De modo que salí a la calle tan aliviado como un pájaro y con el cuerpo lleno de música, que se fue acallando al tiempo que terminé mi tercer café en un bar cualquiera.
—Ya nos queda poco verano. ¡Qué lástima! —suspiró el peluquero del Metropol, ataviado como un cirujano y tan elegante como se supone que van los cirujanos.
—Sí —le alcancé a decir.
—¿Le pongo loción?
—Pon lo que quieras.
—¿Qué marca desea?
—La que tenga más colores y te guste más.
—Le pondré ésta —me enseñó un frasco—, la anuncian por televisión.
—No tengo televisión.
—¿No? ¡Qué lástima!
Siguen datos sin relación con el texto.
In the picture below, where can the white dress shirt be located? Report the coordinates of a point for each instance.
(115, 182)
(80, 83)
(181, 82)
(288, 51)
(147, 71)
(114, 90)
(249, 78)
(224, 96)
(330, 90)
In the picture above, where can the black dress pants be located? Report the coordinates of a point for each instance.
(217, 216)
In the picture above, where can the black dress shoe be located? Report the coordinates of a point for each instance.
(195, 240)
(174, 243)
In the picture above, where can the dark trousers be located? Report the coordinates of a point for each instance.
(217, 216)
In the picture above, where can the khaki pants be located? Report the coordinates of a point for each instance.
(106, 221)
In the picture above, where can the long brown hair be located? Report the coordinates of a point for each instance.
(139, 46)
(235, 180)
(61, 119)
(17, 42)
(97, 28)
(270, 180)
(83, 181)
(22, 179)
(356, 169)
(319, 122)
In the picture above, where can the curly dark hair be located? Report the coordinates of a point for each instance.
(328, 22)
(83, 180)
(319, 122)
Yo no me pierdo ningún programa.
—Tienes suerte —le dije, y me masajeó la cara con delicadeza y experiencia.
—¿Quiere que le limpien los zapatos, señor?
—Nunca me ha gustado que me limpien los zapatos. Mi padre fue limpiabotas.
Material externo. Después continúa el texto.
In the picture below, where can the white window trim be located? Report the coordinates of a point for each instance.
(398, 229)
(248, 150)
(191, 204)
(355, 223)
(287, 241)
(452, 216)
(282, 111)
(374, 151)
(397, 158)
—¡Je, je, je! —rio el peluquero—. ¡Qué gracioso es usted!
—Pero me gustaría que me hicieran la manicura. Mi amigo Luis Torrente me ha dicho que aquí la hacen de maravilla. Observa cómo tengo los dedos.
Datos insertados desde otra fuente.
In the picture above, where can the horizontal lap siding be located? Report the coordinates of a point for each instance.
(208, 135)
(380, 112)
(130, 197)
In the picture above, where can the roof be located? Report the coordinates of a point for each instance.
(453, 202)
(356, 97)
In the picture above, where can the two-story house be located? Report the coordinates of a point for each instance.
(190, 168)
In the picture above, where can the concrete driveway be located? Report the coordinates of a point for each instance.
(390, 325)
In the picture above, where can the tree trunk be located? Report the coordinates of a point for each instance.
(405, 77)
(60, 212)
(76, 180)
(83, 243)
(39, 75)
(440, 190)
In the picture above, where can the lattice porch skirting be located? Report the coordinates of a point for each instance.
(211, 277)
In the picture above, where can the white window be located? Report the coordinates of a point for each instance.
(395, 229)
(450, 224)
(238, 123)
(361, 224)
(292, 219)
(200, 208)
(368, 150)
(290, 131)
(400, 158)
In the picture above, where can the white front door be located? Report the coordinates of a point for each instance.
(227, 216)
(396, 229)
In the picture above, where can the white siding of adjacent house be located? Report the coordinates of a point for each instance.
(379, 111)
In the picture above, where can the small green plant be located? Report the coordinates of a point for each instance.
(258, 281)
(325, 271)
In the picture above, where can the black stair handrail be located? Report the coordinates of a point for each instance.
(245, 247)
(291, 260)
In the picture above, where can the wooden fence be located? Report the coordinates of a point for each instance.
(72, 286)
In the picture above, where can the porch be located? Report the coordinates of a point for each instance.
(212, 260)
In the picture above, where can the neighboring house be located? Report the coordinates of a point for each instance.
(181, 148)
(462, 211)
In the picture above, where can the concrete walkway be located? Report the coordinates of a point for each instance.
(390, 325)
—¡Qué pena de dedos! —exclamó el chico.
—No me los cuido.
—Y las manos, las tiene usted… un poco…
—¿Raras?
—No diría raras. Esos nudillos…
—¿Grandes?
—Sí, grandes. Demasiado grandes y… Si quiere yo le podría arreglar los dedos. Dígame el número de su habitación y subiré a arreglárselos. ¡Tiene las manos tan calientes! Me gustan, son tan…, tan primitivas.
—Primitivas, ¿eh?, pero me las vas a desgastar, chico.
—Disculpe, me gusta mucho mi profesión… Soy manicura diplomado, ¿sabe?
—Enseguida se nota que eres un montón de cosas. Dime, ¿cómo te llamas?
—Basilio.
—Mira, Basilio, mi amigo Torrente me ha dicho que si alguna vez necesito que alguien me arregle las uñas pregunte por Ana, ¿cuándo viene?
—Ni se sabe —dijo molesto el muchacho—. No sé qué tiene Ana. Ana es como todas. No sé qué tiene.
—Probablemente tú hagas las cosas mejor que Ana, ¿verdad?
—No le quepa duda.
—Torrente siempre ha sido un poco chorizo. No sabe distinguir. ¿Cuándo viene?
—¿Torrente o Ana?
—Cualquiera de los dos —le repliqué.
—No lo sé.
—Creo que se ha reído de mí. Me dijo que me iba a invitar a una fiesta aquí, y mira, ni aparece.
—¡Es un bruto! —exclamó—. No me gusta nada su amigo. Yo no sé nada de las fiestas, me llaman y ya está. Hace mucho que no voy a ninguna.
—Vaya guateques los que hay aquí —suspiré—, me voy a tener que marchar al pueblo sin ir a ninguno.
—Hace bastante tiempo que no hay nada aquí. Esto está muerto.
—No, hombre, ¡qué me dices!, si me dijo Torrente que iba a haber uno ahora. Me parece que he perdido su dirección; anda, dámela.
—No sé dónde vive, yo sólo soy un empleado. ¿Usted vive aquí?
—No.
—Yo puedo ir a su casa, si quiere. Le arreglaré los dedos mejor que Ana, ella…, yo soy mejor. Me gustan sus manos —me sonrió dulcemente, parecía un pájaro perdido.
—Déjame las manitas, Basilio. ¿Dónde vive Torrente?
—No lo sé —me contestó con un mohín.
Me levanté del sillón de barbero, le pagué y me fui. Él se quedó allí, agitando con expresión triste el trapo blanco que me había puesto al cuello.